Note in particular his words "... in the UK they use a red ministerial box embossed with the royal cypher, of which only four have been used since the 1860s. Photographs suggest that the leather briefcase used last week [by PM Najib merangkap-ing as Finance Minister] is different to the one used in 2009."

Wakakaka.

One thing about the Poms, just leave it to them to anchor themselves to and lay it thick on traditions a la Sixteen-K'ong-K'ong (1600 or 15th Century), where the Penang Hokkien word K'ong-K'ong means zero zero (kosong kosong) and also a dig at the pomposity of such declared or hinted vintage pedigree, wakakaka.

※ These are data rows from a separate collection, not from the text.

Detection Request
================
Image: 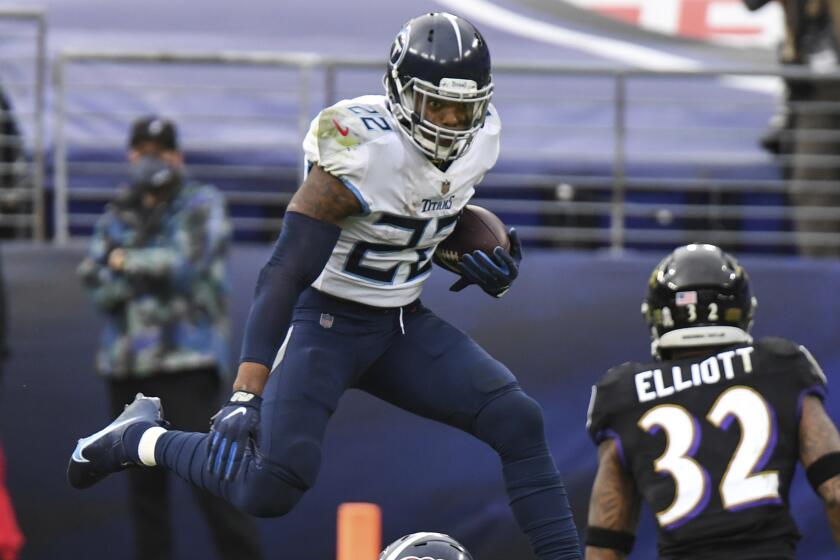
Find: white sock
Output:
[137,426,166,467]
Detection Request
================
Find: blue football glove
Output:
[449,228,522,298]
[207,391,262,481]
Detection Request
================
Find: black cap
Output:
[128,115,178,150]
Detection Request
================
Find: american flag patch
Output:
[676,292,697,306]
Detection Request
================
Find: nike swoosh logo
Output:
[72,417,137,463]
[222,406,248,422]
[333,117,350,136]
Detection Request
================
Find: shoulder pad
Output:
[755,336,799,357]
[315,98,394,152]
[303,96,395,183]
[598,362,645,385]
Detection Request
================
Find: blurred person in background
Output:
[744,0,840,257]
[79,116,262,560]
[586,244,840,560]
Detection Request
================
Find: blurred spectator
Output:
[745,0,840,257]
[79,117,262,560]
[0,87,30,238]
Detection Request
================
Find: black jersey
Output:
[587,338,825,560]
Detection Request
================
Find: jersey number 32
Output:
[638,386,781,529]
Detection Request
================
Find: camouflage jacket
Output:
[78,183,231,378]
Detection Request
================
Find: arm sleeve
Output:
[240,212,341,368]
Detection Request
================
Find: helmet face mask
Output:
[379,533,473,560]
[642,244,756,359]
[384,13,493,162]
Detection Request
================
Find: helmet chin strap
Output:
[650,325,752,358]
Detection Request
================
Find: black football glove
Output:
[207,391,262,481]
[449,228,522,298]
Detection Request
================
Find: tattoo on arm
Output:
[586,439,641,560]
[799,397,840,545]
[288,165,362,224]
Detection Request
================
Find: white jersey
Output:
[303,95,501,307]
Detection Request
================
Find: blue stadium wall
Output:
[0,245,840,560]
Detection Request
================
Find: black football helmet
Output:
[383,13,493,162]
[379,533,473,560]
[642,243,756,359]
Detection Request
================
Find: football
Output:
[434,204,510,273]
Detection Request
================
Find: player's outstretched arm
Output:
[586,439,641,560]
[799,397,840,545]
[207,166,362,480]
[233,165,362,394]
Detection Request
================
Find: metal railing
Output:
[49,52,840,252]
[0,6,47,240]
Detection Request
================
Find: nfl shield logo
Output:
[676,292,697,306]
[318,313,335,329]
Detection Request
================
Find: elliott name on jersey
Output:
[303,95,501,307]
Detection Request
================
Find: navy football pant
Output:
[155,288,577,560]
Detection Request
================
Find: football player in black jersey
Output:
[586,244,840,560]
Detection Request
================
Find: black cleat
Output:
[67,393,164,490]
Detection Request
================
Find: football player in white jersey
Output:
[68,13,580,560]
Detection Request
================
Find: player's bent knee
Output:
[229,464,309,517]
[476,389,545,454]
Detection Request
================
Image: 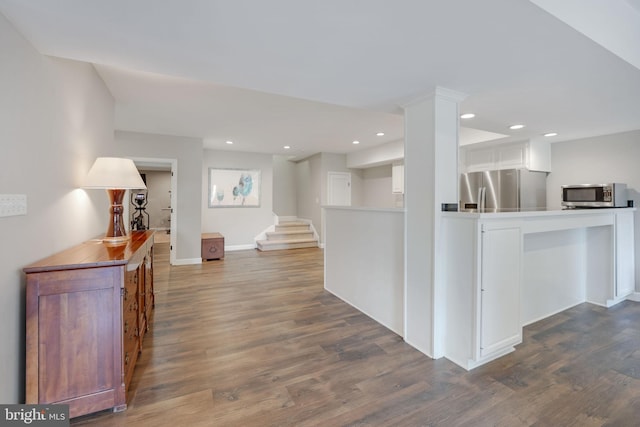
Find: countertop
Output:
[442,208,636,218]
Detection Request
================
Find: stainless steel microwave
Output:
[562,183,627,208]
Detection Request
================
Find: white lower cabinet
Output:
[614,211,636,300]
[444,208,636,369]
[477,224,522,358]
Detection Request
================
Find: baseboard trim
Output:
[172,258,202,265]
[224,244,256,252]
[627,292,640,302]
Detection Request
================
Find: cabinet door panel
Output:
[480,228,522,356]
[39,288,118,402]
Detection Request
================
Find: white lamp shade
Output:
[83,157,147,190]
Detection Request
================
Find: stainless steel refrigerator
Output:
[460,169,547,212]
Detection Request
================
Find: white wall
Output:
[362,164,403,208]
[273,155,298,217]
[201,150,274,247]
[296,153,364,243]
[296,154,323,240]
[0,14,114,403]
[547,130,640,291]
[324,207,404,336]
[111,131,203,264]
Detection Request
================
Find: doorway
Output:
[327,172,351,206]
[132,158,178,265]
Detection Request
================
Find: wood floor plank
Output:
[71,243,640,427]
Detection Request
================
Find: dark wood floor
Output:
[72,244,640,427]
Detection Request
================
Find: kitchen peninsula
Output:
[441,208,635,369]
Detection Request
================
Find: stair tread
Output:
[258,237,318,245]
[265,230,313,236]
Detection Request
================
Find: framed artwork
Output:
[209,168,261,208]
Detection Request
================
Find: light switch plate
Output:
[0,194,27,217]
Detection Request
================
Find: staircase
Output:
[256,221,318,251]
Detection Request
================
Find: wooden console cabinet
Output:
[24,231,154,418]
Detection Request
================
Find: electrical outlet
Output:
[0,194,27,217]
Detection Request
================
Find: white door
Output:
[327,172,351,206]
[480,226,522,356]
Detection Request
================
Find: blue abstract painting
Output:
[209,168,260,208]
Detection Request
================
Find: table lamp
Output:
[83,157,147,245]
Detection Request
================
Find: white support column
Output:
[404,88,465,358]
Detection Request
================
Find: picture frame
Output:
[208,168,262,208]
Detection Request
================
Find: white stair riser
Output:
[258,242,318,251]
[266,230,313,240]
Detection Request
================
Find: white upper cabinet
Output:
[460,141,551,172]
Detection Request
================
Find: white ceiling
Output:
[0,0,640,162]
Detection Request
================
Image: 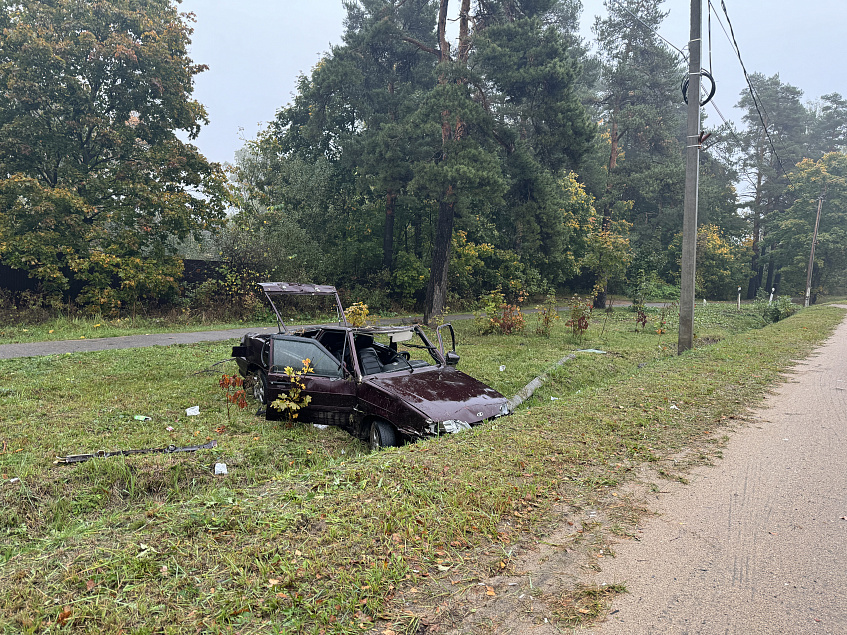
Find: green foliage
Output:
[218,373,247,423]
[582,218,632,289]
[627,269,679,310]
[0,0,229,310]
[535,293,561,337]
[768,152,847,296]
[474,287,526,335]
[753,289,801,324]
[344,302,369,326]
[565,295,594,343]
[0,304,844,635]
[268,359,315,423]
[668,225,752,300]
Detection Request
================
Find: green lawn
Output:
[0,304,844,633]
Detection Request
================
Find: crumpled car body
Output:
[233,283,508,449]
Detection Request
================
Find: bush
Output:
[474,287,526,335]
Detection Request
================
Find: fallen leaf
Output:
[56,606,74,626]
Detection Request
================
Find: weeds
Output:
[0,305,843,634]
[535,293,560,337]
[565,295,592,342]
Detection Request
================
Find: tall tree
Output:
[737,73,808,299]
[594,0,684,307]
[0,0,228,304]
[769,152,847,297]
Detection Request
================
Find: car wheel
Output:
[370,419,397,452]
[253,370,268,405]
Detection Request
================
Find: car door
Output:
[268,335,356,429]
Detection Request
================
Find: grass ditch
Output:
[0,305,843,633]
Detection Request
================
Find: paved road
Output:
[0,326,277,359]
[580,308,847,635]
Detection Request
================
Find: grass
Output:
[0,304,844,633]
[0,315,273,344]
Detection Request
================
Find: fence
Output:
[0,259,221,297]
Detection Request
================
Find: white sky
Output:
[180,0,847,162]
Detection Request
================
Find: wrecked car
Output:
[232,282,509,450]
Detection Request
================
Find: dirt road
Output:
[578,306,847,635]
[0,326,277,359]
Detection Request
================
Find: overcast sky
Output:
[176,0,847,162]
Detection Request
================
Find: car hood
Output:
[367,366,506,423]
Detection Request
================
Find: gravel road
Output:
[578,307,847,635]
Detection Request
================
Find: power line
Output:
[709,0,794,188]
[614,0,688,62]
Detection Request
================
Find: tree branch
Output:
[400,35,441,58]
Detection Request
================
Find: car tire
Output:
[369,419,397,452]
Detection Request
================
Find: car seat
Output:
[359,348,382,375]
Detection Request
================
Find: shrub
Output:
[565,295,594,342]
[535,293,560,337]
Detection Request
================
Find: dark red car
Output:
[232,282,509,450]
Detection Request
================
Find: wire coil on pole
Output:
[682,68,717,106]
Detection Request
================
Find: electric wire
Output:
[614,0,688,62]
[709,0,794,189]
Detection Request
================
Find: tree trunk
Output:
[382,190,397,269]
[593,120,619,309]
[424,198,455,325]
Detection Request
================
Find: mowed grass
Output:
[0,305,844,633]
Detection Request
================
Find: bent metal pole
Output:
[677,0,703,353]
[803,194,823,309]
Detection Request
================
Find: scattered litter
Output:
[53,440,218,465]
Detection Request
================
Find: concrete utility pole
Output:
[803,194,823,309]
[677,0,703,353]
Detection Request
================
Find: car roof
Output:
[290,323,428,335]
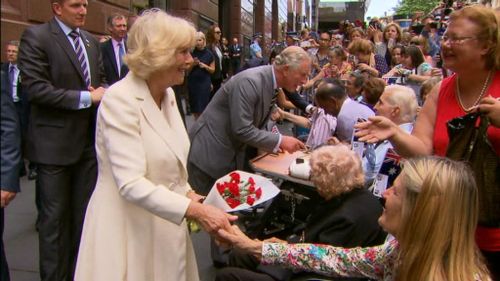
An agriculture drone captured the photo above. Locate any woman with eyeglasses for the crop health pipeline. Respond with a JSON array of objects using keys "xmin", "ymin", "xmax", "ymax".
[
  {"xmin": 358, "ymin": 5, "xmax": 500, "ymax": 280},
  {"xmin": 383, "ymin": 45, "xmax": 432, "ymax": 83},
  {"xmin": 410, "ymin": 35, "xmax": 435, "ymax": 66},
  {"xmin": 219, "ymin": 157, "xmax": 491, "ymax": 281}
]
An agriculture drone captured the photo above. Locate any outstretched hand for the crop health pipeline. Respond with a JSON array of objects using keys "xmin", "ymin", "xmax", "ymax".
[
  {"xmin": 218, "ymin": 225, "xmax": 262, "ymax": 259},
  {"xmin": 186, "ymin": 201, "xmax": 238, "ymax": 235},
  {"xmin": 354, "ymin": 116, "xmax": 397, "ymax": 143},
  {"xmin": 279, "ymin": 136, "xmax": 306, "ymax": 153}
]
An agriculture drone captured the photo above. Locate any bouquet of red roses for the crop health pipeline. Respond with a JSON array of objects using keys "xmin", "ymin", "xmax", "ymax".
[
  {"xmin": 216, "ymin": 172, "xmax": 262, "ymax": 209},
  {"xmin": 204, "ymin": 171, "xmax": 279, "ymax": 212}
]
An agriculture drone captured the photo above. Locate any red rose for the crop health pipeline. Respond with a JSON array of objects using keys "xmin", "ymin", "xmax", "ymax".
[
  {"xmin": 247, "ymin": 196, "xmax": 255, "ymax": 206},
  {"xmin": 226, "ymin": 197, "xmax": 240, "ymax": 209},
  {"xmin": 255, "ymin": 187, "xmax": 262, "ymax": 199},
  {"xmin": 229, "ymin": 180, "xmax": 240, "ymax": 196},
  {"xmin": 217, "ymin": 183, "xmax": 226, "ymax": 195},
  {"xmin": 229, "ymin": 172, "xmax": 240, "ymax": 183}
]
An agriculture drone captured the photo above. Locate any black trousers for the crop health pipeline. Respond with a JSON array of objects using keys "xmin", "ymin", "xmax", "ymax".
[
  {"xmin": 0, "ymin": 208, "xmax": 10, "ymax": 281},
  {"xmin": 37, "ymin": 151, "xmax": 97, "ymax": 281}
]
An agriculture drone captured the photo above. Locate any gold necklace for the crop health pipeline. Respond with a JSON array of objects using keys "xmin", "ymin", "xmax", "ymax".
[{"xmin": 455, "ymin": 70, "xmax": 492, "ymax": 112}]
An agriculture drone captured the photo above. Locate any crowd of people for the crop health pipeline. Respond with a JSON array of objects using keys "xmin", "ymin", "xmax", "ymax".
[{"xmin": 0, "ymin": 0, "xmax": 500, "ymax": 281}]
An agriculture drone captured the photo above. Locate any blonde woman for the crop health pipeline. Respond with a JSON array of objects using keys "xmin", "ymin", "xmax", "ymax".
[
  {"xmin": 347, "ymin": 39, "xmax": 389, "ymax": 77},
  {"xmin": 360, "ymin": 5, "xmax": 500, "ymax": 280},
  {"xmin": 370, "ymin": 23, "xmax": 402, "ymax": 65},
  {"xmin": 215, "ymin": 144, "xmax": 386, "ymax": 281},
  {"xmin": 219, "ymin": 157, "xmax": 491, "ymax": 281},
  {"xmin": 75, "ymin": 10, "xmax": 234, "ymax": 281}
]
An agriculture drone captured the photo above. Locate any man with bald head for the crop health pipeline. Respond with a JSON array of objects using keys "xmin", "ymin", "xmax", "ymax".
[
  {"xmin": 19, "ymin": 0, "xmax": 105, "ymax": 281},
  {"xmin": 188, "ymin": 46, "xmax": 311, "ymax": 195},
  {"xmin": 363, "ymin": 85, "xmax": 418, "ymax": 184},
  {"xmin": 316, "ymin": 78, "xmax": 375, "ymax": 143}
]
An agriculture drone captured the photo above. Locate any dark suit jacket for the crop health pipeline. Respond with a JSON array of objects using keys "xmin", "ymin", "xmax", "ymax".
[
  {"xmin": 189, "ymin": 65, "xmax": 279, "ymax": 179},
  {"xmin": 18, "ymin": 19, "xmax": 105, "ymax": 165},
  {"xmin": 101, "ymin": 39, "xmax": 128, "ymax": 85},
  {"xmin": 2, "ymin": 63, "xmax": 30, "ymax": 138},
  {"xmin": 0, "ymin": 69, "xmax": 21, "ymax": 192}
]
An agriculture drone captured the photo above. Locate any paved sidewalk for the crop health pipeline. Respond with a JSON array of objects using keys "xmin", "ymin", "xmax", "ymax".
[{"xmin": 3, "ymin": 101, "xmax": 292, "ymax": 281}]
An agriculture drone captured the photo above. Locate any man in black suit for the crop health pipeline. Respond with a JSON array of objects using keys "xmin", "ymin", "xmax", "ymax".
[
  {"xmin": 101, "ymin": 14, "xmax": 128, "ymax": 85},
  {"xmin": 19, "ymin": 0, "xmax": 105, "ymax": 280},
  {"xmin": 229, "ymin": 37, "xmax": 243, "ymax": 75},
  {"xmin": 2, "ymin": 40, "xmax": 36, "ymax": 180},
  {"xmin": 0, "ymin": 66, "xmax": 21, "ymax": 281}
]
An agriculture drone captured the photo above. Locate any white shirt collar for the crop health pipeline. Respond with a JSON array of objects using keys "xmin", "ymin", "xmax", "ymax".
[
  {"xmin": 271, "ymin": 65, "xmax": 278, "ymax": 90},
  {"xmin": 55, "ymin": 17, "xmax": 80, "ymax": 36}
]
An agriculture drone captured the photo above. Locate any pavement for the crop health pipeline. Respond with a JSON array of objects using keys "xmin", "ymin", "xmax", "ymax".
[
  {"xmin": 2, "ymin": 110, "xmax": 222, "ymax": 281},
  {"xmin": 2, "ymin": 99, "xmax": 292, "ymax": 281}
]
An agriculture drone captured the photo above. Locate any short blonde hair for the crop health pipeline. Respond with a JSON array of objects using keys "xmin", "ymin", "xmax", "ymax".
[
  {"xmin": 384, "ymin": 85, "xmax": 418, "ymax": 123},
  {"xmin": 382, "ymin": 22, "xmax": 403, "ymax": 43},
  {"xmin": 124, "ymin": 9, "xmax": 196, "ymax": 79},
  {"xmin": 309, "ymin": 144, "xmax": 365, "ymax": 200},
  {"xmin": 450, "ymin": 5, "xmax": 500, "ymax": 70},
  {"xmin": 196, "ymin": 31, "xmax": 207, "ymax": 48}
]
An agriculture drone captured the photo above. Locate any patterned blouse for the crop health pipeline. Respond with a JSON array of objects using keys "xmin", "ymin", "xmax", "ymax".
[{"xmin": 262, "ymin": 239, "xmax": 486, "ymax": 281}]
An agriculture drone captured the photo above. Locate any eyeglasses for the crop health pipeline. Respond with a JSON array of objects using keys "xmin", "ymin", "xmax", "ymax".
[{"xmin": 441, "ymin": 35, "xmax": 477, "ymax": 45}]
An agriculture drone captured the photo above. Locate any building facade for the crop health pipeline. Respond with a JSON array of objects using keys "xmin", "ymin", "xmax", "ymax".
[{"xmin": 1, "ymin": 0, "xmax": 300, "ymax": 62}]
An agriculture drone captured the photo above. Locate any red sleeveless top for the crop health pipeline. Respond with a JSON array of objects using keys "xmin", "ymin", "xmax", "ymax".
[
  {"xmin": 433, "ymin": 71, "xmax": 500, "ymax": 249},
  {"xmin": 433, "ymin": 71, "xmax": 500, "ymax": 156}
]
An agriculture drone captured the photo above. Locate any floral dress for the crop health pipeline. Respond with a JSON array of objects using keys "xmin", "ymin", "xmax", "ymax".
[
  {"xmin": 262, "ymin": 238, "xmax": 490, "ymax": 281},
  {"xmin": 262, "ymin": 239, "xmax": 399, "ymax": 281}
]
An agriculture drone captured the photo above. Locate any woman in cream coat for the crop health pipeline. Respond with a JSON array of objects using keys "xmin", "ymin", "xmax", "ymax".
[{"xmin": 75, "ymin": 10, "xmax": 235, "ymax": 281}]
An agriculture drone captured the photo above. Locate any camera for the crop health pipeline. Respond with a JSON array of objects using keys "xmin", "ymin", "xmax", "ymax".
[{"xmin": 370, "ymin": 21, "xmax": 382, "ymax": 30}]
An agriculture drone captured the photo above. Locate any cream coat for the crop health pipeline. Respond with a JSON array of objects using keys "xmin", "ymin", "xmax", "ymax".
[{"xmin": 75, "ymin": 73, "xmax": 199, "ymax": 281}]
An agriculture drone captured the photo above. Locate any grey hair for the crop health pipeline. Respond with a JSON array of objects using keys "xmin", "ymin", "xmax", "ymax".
[
  {"xmin": 274, "ymin": 46, "xmax": 311, "ymax": 69},
  {"xmin": 7, "ymin": 40, "xmax": 19, "ymax": 48},
  {"xmin": 384, "ymin": 85, "xmax": 418, "ymax": 123},
  {"xmin": 107, "ymin": 13, "xmax": 127, "ymax": 26}
]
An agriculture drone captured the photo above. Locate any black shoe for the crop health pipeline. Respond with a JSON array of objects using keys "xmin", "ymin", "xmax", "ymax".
[{"xmin": 28, "ymin": 169, "xmax": 38, "ymax": 181}]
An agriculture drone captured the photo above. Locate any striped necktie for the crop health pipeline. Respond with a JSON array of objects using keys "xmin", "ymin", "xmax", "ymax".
[
  {"xmin": 69, "ymin": 30, "xmax": 90, "ymax": 87},
  {"xmin": 118, "ymin": 42, "xmax": 125, "ymax": 68},
  {"xmin": 259, "ymin": 88, "xmax": 279, "ymax": 128}
]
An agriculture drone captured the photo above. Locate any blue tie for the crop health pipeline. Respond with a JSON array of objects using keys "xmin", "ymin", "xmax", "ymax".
[
  {"xmin": 69, "ymin": 30, "xmax": 90, "ymax": 87},
  {"xmin": 9, "ymin": 64, "xmax": 19, "ymax": 102},
  {"xmin": 118, "ymin": 42, "xmax": 125, "ymax": 70}
]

Once there was a certain brand of cigarette which avoided the prohibited advertisements of cigarette or smoking per se but laid it on thick about a piece of smoking accessory being made in the 'finest British tradition of craftsmanship of exceptional quality', etc etc etc, ... probably since the days when King Arthur lost his burning torch, wakakaka - that's what was meant by something-something K'ong-K'ong, wakakaka.

tradition

Mind you, observation of such traditions a la the Poms would have at the very least saved the taxpayers the cost of a new leather briefcase, wakakaka.

I trust the current taxpayers-owned briefcase is still with the Finance Ministry and not on 'permanent loan' to a lil' Napoleon, wakakaka, which will then require another purchase for a new budget announcement - maybe this time one from Bvlgari or Hermès or Bottega Veneta.

Hope the Auditor-General will make a point to check on this, wakakaka.
Bottega Veneta (crocodile skin)

aiyah, only US$30,000

My uncles, who were officers in the military and also the police, told me that whenever there was a new CO (commanding officer) in their battalion or station, or a new PMC (president of the mess committee) had taken over management of the officers' club, the officers would be instructed to re-do the mess, especially the bar - yes, in my uncles' days, officers' mess bars were standard features.

Of course with limited financial expenses coming from the officers' mess funds, contributed by the officers themselves, each re-do or attempted renovation was at best a limited or even superficial attempt.

When the British Armed Forces in Malaya/Malaysia went home, they left behind the facilities in excellent conditions, such as officers' and sergeants' mess (clubhouses), each with a good bar.


tradition

Many Malaysian officers felt that consolidating the already fine facilities left for them would have been a far more sensible and more effective 'renovation', but alas, many of those COs and PMCs obviously wanted something new which could be recognized as their 'personal' achievements, for their bosses to consider in their annual performance reports.

In more than many a case, the already excellent features of a bar left by the British military were unnecessarily destroyed in the do-over.

Anyway, the above discussion is moot since the officers' mess bars of our military don't have bars anymore but only machines dispensing cans of soft drinks, or what the Yanks call soda machines.

Officers' Mess with soda machine? Alamak, no class liao lah, wakakaka.


Officers' Mess bar, RAF High Wycombe

I think we can reasonably assume that in the general case, behind each vandalizing or destroying of traditions and traditional features of an institution in such frequent do-overs lies someone's personal 'interests'.

Yes, BTW what had happened to the previous Budget briefcase? Wakakaka, and like Tunku Abidin, we'll be looking at the Finance Minister's briefcase in the next budgetary presentation.